The growth in the scale and scope of the nonprofit sector has been accompanied by numerous accountability challenges. Nonprofits have responded to these demands for increased accountability in a variety of ways. This volume focuses on a key accountability instrument employed by nonprofits: voluntary programs or codes, or voluntary clubs as we term them. Voluntary clubs seek to create institutional incentives for participating actors to adopt specific codes of conduct and practices beyond what is legally required of them. If accountability issues can be viewed as “agency problems,” voluntary clubs provide an opportunity for nonprofits (as agents) to signal to their resource providers and authorizers (as principals) that they are governing as agreed and delivering as promised. By virtue of their membership in such accountability clubs, nonprofits expect that the resource providers will reward them with more resources and less onerous governance costs.

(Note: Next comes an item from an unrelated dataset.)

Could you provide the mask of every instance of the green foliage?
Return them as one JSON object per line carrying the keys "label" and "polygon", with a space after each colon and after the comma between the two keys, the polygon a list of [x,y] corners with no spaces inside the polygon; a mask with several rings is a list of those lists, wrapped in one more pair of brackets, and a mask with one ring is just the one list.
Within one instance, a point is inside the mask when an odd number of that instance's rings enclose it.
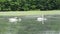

Voluntary clubs are complex institutional structures. To explore their institutional design issues, we draw on the club approach which is well established in political economy. We bring in the principal–agent perspective to explore agents' motivations for establishing and joining voluntary clubs, and the principals' responses to them. The empirical chapters explore three core themes: (1) the emergence of voluntary accountability clubs, (2) club sponsorship, and (3) club design and effectiveness.
This volume makes two key contributions. Theoretically, it outlines an accessible yet robust framework for studying voluntary programs in the nonprofit sector.